Forward Osmosis with a Novel Thin-Film Inorganic Membrane

• Published in: Environmental science & technology Vol. 47; no. 15; pp. 8733 - 8742
• Main Authors: You, Shijie, Tang, Chuyang, Yu, Chen, Wang, Xiuheng, Zhang, Jinna, Han, Jia, Gan, Yang, Ren, Nanqi
• Format: Journal Article
• Language: English
• Published: Washington, DC American Chemical Society 06.08.2013
• Subjects: ambient temperature; Aqueous solutions; asymmetric membranes; cellulose; chemical composition; Chemistry; Colloidal state and disperse state; Exact sciences and technology; General and physical chemistry; Hydrogen-Ion Concentration; Inorganic Chemicals; Membranes; Membranes, Artificial; methodology; Microscopy, Atomic Force; Osmosis; osmotic pressure; porous media; silica; sodium chloride; solutes; Stainless steel; strength (mechanics); Temperature; Thin films; Atomic force microscopy; Stainless steel; Osmosis; Sodium chloride; Xerogel; Silica; Inorganic membrane
• ISSN: 0013-936X; 1520-5851; 1520-5851
• DOI: 10.1021/es401555x

Forward osmosis (FO) represents a new promising membrane technology for liquid separation driven by the osmotic pressure of aqueous solution.
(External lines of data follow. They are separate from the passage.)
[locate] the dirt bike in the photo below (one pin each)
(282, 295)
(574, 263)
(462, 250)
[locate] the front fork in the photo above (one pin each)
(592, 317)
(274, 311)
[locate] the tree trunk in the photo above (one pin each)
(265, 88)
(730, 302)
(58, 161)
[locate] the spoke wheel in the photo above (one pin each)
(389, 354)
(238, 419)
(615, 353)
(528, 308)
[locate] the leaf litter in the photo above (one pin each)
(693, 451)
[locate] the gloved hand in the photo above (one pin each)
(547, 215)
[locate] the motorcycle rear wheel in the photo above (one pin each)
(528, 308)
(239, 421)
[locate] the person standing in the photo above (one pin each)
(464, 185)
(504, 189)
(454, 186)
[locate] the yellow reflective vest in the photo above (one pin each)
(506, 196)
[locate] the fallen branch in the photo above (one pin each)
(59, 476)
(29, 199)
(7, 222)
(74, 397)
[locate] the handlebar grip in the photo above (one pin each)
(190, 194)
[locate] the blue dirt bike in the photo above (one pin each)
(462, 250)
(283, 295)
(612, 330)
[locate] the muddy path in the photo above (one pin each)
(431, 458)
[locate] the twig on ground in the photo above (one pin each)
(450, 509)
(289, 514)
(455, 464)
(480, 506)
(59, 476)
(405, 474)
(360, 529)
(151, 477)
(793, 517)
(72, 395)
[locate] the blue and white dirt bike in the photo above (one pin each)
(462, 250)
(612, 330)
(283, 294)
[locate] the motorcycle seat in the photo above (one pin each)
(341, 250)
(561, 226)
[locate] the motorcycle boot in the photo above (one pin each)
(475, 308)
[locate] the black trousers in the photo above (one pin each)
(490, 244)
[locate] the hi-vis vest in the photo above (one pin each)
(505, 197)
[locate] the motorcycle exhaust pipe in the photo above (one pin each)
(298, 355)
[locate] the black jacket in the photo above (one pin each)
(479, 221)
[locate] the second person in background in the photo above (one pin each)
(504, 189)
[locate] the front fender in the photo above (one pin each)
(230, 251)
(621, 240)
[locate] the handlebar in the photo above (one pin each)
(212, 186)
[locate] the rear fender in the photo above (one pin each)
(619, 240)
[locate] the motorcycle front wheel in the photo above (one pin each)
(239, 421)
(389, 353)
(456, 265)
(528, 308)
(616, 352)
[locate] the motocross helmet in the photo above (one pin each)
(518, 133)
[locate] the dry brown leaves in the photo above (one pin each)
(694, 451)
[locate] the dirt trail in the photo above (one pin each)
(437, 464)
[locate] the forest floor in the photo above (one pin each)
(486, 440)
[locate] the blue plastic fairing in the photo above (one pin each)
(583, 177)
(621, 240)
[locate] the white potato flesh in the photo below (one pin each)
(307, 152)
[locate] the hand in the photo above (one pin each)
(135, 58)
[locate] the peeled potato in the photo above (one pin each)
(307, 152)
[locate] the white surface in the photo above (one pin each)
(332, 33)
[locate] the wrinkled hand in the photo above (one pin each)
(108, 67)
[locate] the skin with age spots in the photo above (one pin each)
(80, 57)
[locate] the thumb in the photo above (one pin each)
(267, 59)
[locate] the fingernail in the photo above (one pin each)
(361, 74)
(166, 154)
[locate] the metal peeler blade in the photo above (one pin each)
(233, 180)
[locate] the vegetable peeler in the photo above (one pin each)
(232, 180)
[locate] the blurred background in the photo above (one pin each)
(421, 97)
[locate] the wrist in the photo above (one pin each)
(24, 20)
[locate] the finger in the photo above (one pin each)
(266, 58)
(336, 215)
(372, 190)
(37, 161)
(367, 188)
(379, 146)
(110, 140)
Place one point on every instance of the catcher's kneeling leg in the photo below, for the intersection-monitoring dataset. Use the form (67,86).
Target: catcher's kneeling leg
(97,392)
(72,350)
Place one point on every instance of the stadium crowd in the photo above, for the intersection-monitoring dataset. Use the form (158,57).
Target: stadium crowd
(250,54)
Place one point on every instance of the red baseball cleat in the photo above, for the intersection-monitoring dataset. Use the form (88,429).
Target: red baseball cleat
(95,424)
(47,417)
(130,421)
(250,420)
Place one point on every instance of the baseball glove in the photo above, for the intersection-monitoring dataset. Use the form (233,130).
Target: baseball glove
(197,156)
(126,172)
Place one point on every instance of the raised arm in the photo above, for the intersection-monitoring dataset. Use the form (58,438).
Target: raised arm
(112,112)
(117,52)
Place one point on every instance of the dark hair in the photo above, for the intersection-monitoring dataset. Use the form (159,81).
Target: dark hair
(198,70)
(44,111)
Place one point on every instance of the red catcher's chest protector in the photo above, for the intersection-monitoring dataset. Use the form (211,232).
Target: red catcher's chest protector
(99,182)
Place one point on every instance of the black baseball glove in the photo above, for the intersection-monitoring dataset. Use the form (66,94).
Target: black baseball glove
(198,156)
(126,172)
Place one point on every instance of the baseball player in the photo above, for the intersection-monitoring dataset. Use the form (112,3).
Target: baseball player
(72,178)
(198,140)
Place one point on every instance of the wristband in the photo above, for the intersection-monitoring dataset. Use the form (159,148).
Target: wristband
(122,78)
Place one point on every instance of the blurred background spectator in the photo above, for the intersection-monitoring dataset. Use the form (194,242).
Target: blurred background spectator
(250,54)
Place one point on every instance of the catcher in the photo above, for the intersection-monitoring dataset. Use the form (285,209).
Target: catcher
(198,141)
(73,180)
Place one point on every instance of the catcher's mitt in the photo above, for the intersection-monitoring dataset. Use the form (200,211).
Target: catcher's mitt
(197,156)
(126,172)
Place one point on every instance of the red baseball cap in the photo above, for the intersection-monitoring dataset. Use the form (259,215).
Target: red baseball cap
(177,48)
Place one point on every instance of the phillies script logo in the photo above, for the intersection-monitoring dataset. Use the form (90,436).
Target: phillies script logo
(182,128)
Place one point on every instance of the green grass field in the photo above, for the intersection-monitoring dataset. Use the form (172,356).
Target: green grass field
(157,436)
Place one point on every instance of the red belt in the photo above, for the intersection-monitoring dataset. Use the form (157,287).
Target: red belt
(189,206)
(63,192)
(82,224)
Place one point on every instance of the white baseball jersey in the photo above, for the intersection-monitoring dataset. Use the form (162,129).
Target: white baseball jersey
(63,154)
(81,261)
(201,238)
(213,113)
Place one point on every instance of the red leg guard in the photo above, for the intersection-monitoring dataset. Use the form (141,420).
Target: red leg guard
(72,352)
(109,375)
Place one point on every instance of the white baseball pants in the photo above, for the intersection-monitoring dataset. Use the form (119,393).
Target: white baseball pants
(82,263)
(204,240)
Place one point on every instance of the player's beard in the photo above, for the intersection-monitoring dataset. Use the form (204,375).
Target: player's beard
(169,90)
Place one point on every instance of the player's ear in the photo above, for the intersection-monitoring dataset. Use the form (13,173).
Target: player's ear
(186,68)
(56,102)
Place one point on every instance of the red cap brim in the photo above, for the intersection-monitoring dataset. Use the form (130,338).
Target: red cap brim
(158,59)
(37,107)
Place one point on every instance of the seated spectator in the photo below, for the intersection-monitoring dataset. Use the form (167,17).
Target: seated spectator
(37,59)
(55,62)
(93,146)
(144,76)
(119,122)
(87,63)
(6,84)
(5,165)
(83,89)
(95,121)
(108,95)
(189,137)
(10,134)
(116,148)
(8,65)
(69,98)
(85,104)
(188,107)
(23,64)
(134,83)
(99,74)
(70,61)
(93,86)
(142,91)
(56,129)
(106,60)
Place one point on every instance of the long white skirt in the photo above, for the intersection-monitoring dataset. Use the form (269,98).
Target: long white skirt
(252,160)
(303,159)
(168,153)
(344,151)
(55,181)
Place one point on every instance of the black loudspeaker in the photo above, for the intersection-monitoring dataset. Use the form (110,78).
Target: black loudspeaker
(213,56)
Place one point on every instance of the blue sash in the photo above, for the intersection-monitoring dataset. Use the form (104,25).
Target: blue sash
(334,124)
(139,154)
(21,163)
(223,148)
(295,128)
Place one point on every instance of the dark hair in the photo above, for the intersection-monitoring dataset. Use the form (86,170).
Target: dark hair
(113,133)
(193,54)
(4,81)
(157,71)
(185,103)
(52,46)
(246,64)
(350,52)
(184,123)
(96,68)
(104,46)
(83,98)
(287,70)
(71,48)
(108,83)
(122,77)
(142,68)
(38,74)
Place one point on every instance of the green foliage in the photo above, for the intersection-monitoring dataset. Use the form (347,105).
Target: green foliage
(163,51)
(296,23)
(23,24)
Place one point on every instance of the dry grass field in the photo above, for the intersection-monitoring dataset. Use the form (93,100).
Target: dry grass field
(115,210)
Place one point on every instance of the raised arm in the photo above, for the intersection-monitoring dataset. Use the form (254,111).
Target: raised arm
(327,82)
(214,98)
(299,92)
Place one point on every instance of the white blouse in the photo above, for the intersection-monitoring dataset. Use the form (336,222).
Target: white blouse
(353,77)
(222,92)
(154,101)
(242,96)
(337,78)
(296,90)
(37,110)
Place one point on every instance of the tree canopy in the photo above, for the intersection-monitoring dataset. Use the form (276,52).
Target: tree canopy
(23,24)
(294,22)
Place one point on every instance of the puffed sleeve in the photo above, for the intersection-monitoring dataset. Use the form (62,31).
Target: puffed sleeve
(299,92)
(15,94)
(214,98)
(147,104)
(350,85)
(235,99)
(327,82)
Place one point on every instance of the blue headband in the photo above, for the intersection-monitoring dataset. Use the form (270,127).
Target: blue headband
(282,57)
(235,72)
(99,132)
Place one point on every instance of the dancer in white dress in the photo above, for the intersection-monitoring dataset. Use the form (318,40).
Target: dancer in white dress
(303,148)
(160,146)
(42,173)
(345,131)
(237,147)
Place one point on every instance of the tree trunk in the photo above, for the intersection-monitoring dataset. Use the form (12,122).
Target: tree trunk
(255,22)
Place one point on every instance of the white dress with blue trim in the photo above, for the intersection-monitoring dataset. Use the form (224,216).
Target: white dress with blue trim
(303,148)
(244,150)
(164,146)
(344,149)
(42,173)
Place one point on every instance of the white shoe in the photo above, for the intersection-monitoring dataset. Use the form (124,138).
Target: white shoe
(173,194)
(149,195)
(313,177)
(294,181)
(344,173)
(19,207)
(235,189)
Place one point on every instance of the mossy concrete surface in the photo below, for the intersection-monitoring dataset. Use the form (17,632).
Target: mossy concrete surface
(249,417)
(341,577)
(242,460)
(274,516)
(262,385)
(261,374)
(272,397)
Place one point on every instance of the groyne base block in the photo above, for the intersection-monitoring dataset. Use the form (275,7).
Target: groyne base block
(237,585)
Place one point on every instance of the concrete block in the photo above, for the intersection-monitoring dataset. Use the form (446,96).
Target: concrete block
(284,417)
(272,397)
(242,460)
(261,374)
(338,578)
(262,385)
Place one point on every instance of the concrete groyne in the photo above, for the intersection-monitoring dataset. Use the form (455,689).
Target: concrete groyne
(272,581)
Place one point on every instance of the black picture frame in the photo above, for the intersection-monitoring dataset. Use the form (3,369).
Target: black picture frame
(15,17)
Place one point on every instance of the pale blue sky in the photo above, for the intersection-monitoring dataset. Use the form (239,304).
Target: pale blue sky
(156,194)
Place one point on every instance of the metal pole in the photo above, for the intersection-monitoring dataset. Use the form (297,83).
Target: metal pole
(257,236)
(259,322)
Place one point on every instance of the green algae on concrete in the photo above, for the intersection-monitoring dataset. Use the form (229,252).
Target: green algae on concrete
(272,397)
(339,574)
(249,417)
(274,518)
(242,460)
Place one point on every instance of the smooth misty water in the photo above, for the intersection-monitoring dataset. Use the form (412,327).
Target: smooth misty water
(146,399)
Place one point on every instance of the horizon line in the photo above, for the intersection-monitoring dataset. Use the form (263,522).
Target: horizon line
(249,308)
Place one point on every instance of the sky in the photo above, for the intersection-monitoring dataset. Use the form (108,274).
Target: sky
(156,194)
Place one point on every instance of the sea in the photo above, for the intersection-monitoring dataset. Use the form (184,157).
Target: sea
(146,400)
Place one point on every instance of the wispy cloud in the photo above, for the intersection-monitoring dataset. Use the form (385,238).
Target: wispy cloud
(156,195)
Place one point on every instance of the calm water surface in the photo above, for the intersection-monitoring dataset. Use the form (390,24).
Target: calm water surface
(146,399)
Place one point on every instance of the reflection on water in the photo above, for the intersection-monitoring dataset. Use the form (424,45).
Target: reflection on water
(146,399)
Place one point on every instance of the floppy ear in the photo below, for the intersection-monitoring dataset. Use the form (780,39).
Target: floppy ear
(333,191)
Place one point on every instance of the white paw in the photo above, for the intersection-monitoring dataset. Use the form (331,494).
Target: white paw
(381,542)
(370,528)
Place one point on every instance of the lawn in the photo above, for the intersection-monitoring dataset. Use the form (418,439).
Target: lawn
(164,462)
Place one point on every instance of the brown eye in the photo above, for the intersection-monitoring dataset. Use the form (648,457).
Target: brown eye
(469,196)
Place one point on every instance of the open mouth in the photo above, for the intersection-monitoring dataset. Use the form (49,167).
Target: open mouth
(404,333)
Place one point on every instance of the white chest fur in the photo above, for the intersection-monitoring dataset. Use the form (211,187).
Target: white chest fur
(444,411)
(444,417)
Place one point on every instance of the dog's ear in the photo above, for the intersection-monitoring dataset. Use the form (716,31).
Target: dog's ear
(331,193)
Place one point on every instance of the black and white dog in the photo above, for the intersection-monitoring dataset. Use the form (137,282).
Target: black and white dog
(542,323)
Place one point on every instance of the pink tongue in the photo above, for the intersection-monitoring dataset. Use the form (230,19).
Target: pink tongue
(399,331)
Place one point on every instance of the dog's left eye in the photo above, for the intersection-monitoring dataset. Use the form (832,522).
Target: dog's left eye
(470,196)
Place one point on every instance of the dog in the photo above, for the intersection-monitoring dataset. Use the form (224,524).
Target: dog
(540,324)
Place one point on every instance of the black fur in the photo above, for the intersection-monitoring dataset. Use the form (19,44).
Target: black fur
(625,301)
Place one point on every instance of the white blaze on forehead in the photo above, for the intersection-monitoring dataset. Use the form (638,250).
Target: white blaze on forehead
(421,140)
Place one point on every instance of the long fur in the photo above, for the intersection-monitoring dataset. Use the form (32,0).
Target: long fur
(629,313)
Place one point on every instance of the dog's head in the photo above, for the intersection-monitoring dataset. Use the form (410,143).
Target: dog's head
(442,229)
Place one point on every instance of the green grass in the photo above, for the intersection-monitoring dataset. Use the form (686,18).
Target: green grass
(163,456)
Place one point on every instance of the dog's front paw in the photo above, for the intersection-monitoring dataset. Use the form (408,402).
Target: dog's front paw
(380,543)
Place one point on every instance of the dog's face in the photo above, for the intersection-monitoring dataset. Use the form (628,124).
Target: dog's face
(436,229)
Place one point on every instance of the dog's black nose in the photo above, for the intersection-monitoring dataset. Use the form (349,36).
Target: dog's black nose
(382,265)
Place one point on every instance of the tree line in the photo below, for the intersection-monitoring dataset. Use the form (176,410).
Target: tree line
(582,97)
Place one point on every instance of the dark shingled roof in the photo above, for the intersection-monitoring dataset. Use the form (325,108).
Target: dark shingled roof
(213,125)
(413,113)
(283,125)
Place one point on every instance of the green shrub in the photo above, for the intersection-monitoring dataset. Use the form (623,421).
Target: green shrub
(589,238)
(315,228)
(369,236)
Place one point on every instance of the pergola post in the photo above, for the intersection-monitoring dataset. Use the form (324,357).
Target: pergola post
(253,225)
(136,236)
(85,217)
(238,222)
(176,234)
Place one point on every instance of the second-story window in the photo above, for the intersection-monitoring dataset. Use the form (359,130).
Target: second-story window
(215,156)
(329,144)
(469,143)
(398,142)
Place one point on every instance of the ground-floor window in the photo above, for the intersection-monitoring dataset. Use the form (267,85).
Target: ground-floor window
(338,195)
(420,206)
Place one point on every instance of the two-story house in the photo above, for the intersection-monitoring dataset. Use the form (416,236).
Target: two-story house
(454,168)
Organic polymeric FO membranes are subject to severe internal concentration polarization due to asymmetric membrane structure, and low stability due to inherent chemical composition. To address these limitations, this study focuses on the development of a new kind of thin-film inorganic (TFI) membrane made of microporous silica xerogels immobilized onto a stainless steel mesh (SSM) substrate. The FO performances of the TFI membrane were evaluated upon a lab-scale cell-type FO reactor using deionized water as feed solution and sodium chloride (NaCl) as draw solution. The results demonstrated that the TFI membrane could achieve transmembrane water flux of 60.3 L m–2 h–1 driven by 2.0 mol L–1 NaCl draw solution at ambient temperature. Meanwhile, its specific solute flux, i.e. the solute flux normalized by the water flux (0.19 g L–1), was 58.7% lower than that obained for a commercial cellulose triacetate (CTA) membrane (0.46 g L–1). The quasi-symmetry thin-film microporous structure of the silica membrane is responsible for low-level internal concentration polarization, and thus enhanced water flux during FO process. Moreover, the TFI membrne demonstrated a substantially improved stability in terms of mechanical strength, and resistance to thermal and chemical stimulation. This study not only provides a new method for fabricating quasi-symmetry thin-film inorganic silica membrane, but also suggests an effective strategy using this alternative membrane to achieve improved FO performances for scale-up applications.